Gws Calendar Rapid
Comprehensive command designed for google, calendar, create, event. Includes structured workflows, validation checks, and reusable patterns for google workspace.
GWS Calendar Rapid
Execute Google Workspace Calendar operations for event management, scheduling, and availability queries.
When to Use This Command
Run this command when you need to:
- Create, update, or delete calendar events programmatically across your Workspace domain
- Query free/busy availability for meeting scheduling across multiple attendees
- Manage calendar sharing permissions and access control lists in bulk
Consider alternatives when:
- You need to set up recurring event patterns with complex RRULE specifications through the Calendar UI
- You want to browse calendars visually and the web interface provides better spatial context
Quick Start
Configuration
name: gws-calendar-rapid type: command category: google-workspace
Example Invocation
claude command:run gws-calendar-rapid --action freebusy --attendees "[email protected],[email protected]" --duration 60
Example Output
Checking availability...
Attendees: [email protected], [email protected]
Duration: 60 minutes
Search window: next 5 business days
Available slots:
Mon Mar 16 10:00 - 11:00 Both available
Mon Mar 16 14:00 - 15:00 Both available
Tue Mar 17 09:00 - 10:00 Both available
Wed Mar 18 11:00 - 12:00 Both available
Thu Mar 19 15:00 - 16:00 Both available
5 slots found.
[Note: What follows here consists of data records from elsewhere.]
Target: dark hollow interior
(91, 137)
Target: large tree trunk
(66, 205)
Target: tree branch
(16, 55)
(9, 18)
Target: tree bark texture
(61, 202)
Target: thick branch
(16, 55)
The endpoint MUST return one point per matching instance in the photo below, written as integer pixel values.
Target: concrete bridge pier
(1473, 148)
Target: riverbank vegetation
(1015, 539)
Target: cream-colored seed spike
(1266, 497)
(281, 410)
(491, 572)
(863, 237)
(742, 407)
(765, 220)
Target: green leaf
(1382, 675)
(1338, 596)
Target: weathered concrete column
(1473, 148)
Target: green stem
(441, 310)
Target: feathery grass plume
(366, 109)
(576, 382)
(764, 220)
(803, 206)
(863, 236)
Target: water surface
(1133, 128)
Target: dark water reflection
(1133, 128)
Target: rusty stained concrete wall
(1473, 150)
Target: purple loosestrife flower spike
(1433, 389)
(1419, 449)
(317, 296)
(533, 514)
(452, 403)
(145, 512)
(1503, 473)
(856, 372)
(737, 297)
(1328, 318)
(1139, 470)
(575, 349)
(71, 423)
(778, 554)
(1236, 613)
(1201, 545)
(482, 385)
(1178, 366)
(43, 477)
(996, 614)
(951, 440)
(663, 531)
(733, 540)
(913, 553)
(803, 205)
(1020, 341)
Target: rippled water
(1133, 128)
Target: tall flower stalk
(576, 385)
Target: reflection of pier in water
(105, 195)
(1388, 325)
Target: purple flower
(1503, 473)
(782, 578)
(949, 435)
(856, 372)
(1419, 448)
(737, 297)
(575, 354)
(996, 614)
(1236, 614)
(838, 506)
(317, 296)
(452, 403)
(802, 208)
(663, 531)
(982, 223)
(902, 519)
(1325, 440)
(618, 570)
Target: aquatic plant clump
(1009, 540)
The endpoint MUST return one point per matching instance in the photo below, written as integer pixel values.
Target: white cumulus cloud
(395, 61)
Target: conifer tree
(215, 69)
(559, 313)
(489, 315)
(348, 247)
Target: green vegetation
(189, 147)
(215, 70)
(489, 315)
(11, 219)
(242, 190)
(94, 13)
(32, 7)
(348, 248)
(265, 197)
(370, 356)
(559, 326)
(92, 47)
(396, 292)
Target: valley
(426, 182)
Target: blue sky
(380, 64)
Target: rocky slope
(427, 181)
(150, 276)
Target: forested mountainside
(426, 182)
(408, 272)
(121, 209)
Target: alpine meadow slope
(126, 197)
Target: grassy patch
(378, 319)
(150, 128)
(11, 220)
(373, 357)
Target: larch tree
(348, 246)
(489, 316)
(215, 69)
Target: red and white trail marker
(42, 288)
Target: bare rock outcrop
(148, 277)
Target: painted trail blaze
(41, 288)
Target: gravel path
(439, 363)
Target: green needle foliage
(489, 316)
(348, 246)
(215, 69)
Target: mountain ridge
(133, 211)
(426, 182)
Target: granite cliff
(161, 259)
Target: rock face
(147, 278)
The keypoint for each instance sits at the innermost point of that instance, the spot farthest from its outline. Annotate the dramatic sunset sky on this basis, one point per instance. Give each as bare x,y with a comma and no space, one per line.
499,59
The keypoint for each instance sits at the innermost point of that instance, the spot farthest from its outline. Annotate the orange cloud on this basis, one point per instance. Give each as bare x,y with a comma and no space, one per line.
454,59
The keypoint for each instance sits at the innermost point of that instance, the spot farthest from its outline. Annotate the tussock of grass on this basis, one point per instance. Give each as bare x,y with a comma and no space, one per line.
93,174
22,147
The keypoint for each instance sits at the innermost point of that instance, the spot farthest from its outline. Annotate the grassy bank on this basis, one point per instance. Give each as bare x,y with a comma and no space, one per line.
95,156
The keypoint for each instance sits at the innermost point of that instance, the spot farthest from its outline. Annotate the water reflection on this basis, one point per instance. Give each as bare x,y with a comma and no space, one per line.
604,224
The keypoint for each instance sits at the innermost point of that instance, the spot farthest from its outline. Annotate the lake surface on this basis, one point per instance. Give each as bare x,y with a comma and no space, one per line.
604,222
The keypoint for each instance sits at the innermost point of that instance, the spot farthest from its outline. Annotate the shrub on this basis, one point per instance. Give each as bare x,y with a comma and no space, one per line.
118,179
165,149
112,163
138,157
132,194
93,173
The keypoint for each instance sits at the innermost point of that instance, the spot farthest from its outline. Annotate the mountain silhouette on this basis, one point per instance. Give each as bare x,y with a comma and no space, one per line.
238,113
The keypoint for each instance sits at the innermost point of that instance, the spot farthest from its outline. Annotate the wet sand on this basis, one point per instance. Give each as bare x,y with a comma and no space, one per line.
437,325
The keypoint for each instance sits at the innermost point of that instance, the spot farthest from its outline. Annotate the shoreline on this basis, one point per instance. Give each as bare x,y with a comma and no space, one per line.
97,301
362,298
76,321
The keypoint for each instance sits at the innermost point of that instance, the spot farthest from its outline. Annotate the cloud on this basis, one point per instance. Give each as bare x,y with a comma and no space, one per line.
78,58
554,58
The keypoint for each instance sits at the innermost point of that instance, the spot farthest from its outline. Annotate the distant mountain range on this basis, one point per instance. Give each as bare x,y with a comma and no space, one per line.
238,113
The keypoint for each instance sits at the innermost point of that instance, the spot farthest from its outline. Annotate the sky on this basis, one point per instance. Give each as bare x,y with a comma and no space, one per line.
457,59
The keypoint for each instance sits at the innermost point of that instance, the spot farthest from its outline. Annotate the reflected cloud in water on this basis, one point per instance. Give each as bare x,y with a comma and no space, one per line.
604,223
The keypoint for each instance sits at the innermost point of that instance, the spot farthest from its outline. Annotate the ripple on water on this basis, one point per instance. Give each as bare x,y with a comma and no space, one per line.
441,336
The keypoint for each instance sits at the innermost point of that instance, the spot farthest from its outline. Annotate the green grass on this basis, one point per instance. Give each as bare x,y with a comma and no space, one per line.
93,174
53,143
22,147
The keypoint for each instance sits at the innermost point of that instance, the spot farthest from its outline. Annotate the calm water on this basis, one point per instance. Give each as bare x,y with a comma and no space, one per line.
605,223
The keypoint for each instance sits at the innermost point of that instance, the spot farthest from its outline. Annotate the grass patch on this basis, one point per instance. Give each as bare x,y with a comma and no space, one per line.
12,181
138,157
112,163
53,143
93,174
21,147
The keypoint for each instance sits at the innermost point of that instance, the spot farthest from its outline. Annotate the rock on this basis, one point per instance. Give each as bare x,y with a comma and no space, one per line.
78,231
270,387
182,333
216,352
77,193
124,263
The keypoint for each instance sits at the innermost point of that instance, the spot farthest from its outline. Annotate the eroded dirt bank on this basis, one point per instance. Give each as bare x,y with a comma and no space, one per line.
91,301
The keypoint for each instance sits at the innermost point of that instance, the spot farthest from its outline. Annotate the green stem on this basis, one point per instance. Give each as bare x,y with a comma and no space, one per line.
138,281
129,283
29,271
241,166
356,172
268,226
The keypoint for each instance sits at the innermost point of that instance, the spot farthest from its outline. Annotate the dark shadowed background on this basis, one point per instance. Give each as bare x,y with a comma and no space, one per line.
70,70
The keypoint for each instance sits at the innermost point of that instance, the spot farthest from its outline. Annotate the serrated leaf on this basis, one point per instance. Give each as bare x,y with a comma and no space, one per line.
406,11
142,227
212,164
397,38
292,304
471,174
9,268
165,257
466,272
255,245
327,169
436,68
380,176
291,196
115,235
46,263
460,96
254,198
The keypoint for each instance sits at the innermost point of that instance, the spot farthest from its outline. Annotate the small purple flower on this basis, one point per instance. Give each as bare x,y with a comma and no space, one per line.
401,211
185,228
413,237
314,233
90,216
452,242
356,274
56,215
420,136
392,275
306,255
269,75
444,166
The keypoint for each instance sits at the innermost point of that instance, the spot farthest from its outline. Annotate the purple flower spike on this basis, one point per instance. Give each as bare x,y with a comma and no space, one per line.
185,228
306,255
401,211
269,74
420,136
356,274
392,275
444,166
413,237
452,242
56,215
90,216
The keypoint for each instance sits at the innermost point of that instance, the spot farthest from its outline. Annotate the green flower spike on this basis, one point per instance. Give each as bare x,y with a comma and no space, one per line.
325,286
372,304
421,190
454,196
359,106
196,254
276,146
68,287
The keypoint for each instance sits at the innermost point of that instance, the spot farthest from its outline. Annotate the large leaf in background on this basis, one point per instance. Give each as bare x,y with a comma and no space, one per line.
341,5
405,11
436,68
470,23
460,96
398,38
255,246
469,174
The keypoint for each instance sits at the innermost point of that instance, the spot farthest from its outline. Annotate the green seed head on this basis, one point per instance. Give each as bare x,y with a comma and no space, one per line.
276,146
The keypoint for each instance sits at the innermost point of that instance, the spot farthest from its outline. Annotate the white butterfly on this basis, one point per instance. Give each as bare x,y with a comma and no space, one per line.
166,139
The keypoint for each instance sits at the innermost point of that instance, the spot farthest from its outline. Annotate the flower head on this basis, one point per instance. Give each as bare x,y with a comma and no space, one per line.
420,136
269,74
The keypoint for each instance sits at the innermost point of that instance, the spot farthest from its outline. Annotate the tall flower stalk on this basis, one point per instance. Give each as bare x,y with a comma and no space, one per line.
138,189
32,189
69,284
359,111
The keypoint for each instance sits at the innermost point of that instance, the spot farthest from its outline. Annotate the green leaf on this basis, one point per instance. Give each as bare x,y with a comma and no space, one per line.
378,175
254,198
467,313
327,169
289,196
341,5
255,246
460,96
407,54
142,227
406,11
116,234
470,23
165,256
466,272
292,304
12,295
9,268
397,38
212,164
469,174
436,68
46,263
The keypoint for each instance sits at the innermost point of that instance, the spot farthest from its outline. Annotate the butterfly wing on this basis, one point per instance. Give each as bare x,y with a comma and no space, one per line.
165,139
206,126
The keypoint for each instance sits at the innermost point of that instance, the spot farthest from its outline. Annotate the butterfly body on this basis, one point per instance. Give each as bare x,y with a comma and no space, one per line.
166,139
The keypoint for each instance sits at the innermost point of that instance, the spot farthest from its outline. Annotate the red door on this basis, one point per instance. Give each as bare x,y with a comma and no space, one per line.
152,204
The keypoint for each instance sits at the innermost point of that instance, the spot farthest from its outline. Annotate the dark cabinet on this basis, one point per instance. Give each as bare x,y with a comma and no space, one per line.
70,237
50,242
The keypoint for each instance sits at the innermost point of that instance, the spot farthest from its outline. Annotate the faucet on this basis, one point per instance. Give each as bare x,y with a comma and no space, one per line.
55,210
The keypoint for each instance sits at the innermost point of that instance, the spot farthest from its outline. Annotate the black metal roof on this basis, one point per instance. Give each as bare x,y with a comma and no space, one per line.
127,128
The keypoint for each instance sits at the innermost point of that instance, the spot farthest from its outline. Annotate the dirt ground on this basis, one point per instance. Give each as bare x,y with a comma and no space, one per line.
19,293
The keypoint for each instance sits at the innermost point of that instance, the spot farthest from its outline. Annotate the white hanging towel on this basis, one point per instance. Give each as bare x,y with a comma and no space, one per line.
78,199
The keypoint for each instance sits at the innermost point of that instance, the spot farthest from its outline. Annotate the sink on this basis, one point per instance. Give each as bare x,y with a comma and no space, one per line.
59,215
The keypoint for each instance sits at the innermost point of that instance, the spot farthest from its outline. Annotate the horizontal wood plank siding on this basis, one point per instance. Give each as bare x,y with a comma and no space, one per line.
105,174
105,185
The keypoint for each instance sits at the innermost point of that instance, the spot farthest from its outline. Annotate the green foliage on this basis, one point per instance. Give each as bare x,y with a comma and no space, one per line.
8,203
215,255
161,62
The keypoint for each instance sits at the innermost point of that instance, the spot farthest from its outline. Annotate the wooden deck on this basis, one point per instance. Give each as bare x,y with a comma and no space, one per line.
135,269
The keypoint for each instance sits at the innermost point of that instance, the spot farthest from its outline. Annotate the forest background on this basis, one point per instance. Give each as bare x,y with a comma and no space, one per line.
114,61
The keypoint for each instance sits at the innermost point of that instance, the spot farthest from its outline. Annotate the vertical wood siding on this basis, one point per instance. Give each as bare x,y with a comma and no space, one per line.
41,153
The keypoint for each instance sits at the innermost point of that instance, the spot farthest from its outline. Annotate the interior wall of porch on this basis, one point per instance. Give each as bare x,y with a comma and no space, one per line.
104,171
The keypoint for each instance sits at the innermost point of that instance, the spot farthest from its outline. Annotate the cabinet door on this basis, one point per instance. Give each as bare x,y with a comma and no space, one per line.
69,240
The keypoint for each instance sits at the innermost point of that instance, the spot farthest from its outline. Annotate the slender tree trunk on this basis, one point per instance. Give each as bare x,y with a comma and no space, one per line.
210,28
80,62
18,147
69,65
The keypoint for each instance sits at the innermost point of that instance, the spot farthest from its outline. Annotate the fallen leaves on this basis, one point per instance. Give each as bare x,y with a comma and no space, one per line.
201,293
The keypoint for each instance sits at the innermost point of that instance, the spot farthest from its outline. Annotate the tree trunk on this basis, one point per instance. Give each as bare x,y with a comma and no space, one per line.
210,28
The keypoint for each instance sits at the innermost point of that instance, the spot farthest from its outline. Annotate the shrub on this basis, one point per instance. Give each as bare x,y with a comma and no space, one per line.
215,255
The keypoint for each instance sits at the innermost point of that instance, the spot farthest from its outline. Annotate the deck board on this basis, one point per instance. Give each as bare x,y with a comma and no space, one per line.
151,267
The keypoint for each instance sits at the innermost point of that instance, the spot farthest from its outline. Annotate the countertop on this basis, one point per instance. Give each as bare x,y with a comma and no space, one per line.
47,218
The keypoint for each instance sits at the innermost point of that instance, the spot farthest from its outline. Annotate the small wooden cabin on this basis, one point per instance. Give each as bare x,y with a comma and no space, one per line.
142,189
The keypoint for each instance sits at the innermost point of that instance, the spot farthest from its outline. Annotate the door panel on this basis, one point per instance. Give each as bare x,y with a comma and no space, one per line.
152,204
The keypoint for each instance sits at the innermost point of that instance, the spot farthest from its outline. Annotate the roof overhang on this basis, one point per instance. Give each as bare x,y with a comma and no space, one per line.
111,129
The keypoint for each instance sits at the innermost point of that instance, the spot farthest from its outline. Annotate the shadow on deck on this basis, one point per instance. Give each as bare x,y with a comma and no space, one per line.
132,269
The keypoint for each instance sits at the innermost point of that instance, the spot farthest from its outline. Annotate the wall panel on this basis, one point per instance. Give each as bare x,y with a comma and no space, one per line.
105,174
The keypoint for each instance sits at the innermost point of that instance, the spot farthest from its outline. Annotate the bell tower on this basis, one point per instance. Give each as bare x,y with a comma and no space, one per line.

Use --book to create an event in the first available slot.
Core Concepts
Calendar Operations Overview
| Aspect | Details |
|---|---|
| Events | Create, read, update, delete events with attendees and conferencing |
| Free/Busy | Query availability across multiple calendars for scheduling |
| ACLs | Manage calendar sharing: owner, writer, reader, freeBusyReader |
| Calendars | List, create, and manage calendar resources and room bookings |
| Notifications | Configure event reminders via email or push notifications |
Scheduling Workflow
Query Attendee List
|
v
Fetch Free/Busy Data
(for each attendee)
|
v
Find Overlapping Availability
|
v
Rank Slots by Preference
(time-of-day, gap between meetings)
|
v
Present Options or Auto-Book
|
v
Send Invitations
Configuration
| Parameter | Type | Default | Description |
|---|---|---|---|
| action | string | (required) | Operation: create, update, delete, list, freebusy |
| attendees | string | (none) | Comma-separated email addresses for event or freebusy |
| duration | integer | 30 | Event duration in minutes |
| calendar | string | primary | Target calendar ID or alias |
| window | integer | 5 | Number of business days to search for availability |
Best Practices
-
Check availability before creating events - Use the freebusy action to find open slots rather than creating events that conflict with existing meetings and generate decline responses.
-
Include timezone in event creation - Always specify the timezone explicitly when creating events for distributed teams. Relying on server defaults causes confusion across time zones.
-
Use calendar resources for rooms - Instead of mentioning room names in event descriptions, book calendar resources so room availability is tracked automatically by Workspace.
-
Set appropriate reminders - Configure reminders based on event importance. Default reminders may not suit all meeting types and excessive notifications reduce their effectiveness.
Common Issues
-
Free/busy returns empty for external attendees - External users may not share free/busy data with your domain. Contact them directly or use a scheduling link service instead.
-
Event creation fails with 403 - Verify you have write access to the target calendar. Shared calendars may only grant read access, requiring the owner to update your ACL permissions.
-
Recurring event updates affect all instances - When updating a recurring event, specify whether to change just this instance or all future instances using the instance-mode parameter. Modifying a single occurrence creates an exception event while modifying all instances changes the series definition.
-
Calendar API quota exhausted - High-frequency operations like syncing hundreds of events can exhaust your daily API quota. Batch related operations together and implement exponential backoff on rate limit responses to stay within Google's quota boundaries.